A group of legal scholars also filed an amicus brief supporting New Jersey. The scholars’ brief argues first that “[t]he district court’s view that standards of conduct based on reasonable care are not susceptible to knowing violation” is contrary to basic principles of tort law because it is possible to knowingly violate a duty to use reasonable care. Second, the brief asserts that “[l]iability for foreseeably increasing the risk of third-party criminal misconduct is commonplace,” and that such liability accords with a legislative purpose to immunize industry members from liability for unforeseeable events.
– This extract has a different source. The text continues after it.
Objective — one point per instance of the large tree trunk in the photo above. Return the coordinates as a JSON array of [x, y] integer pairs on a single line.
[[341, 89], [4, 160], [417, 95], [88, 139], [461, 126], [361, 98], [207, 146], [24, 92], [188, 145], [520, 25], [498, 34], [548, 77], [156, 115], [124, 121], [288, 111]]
The scholars also argue that the district judge’s interpretation would render the predicate exception a nullity—because “the only lawsuits that are subject to PLCAA preemption are lawsuits for harm resulting from unlawful third-party misuse, . . . PLCAA must permit a subset of lawsuits in which the harm resulted from unlawful third-party misuse.” Finally, the scholars’ brief asserts that New Jersey’s law does not conflict with PLCAA’s stated commitments to Second Amendment rights and the separation of powers.
As a matter of textualism, the district judge and the state start from the same place: a dictionary definition of “applicable.” The judge’s opinion cited to a 2011 Supreme Court decision that relied on dictionaries to construe “applicable” as meaning “capable of being applied: having relevance.” That same definition features prominently in the state’s opening appellate brief. The dispute, then, seems to turn on how much the surrounding context should matter. The state says that the definition means “relevant to” and that is the end of the inquiry, because the laws are clearly “relevant” or “related” to the sale and marketing of firearms. The district court and NSSF, by contrast, read the surrounding context and statutory language to impose the additional requirement that an underlying statute “impose a concrete obligation with which industry members can confidently ensure compliance.”
Surrounding context should be consulted only when the language at issue is ambiguous (if it could have more than one meaning):
[W]hen modern textualists find a statutory text to be ambiguous, they believe that statutory purpose—if derived from sources other than the legislative history—is itself a relevant ingredient of statutory context.
The judge, however, seemed to blend canons of statutory interpretation with larger purposive considerations about the reasons for PLCAA’s enactment. He observed that the “analysis begins and ends with the text,” but then accorded great importance to statutory purpose in interpreting that text without specifically finding that “applicable to” is ambiguous. Since a textualist would “treat the clear import of an enacted text as conclusive, even when the text fits poorly with its apparent background purpose,” the district court decision doesn’t ultimately read as an exercise in pure textual interpretation (a textualist would, instead, find it “unrealistic for judges ever to predict with accuracy what Congress would have ‘intended’ if it has expressly confronted a perceived mismatch between the statutory text and its apparent purpose”). If all judges are actually textualists now, as Justice Kagan famously suggested in 2015, then New Jersey may ultimately have the better of the statutory interpretation argument here.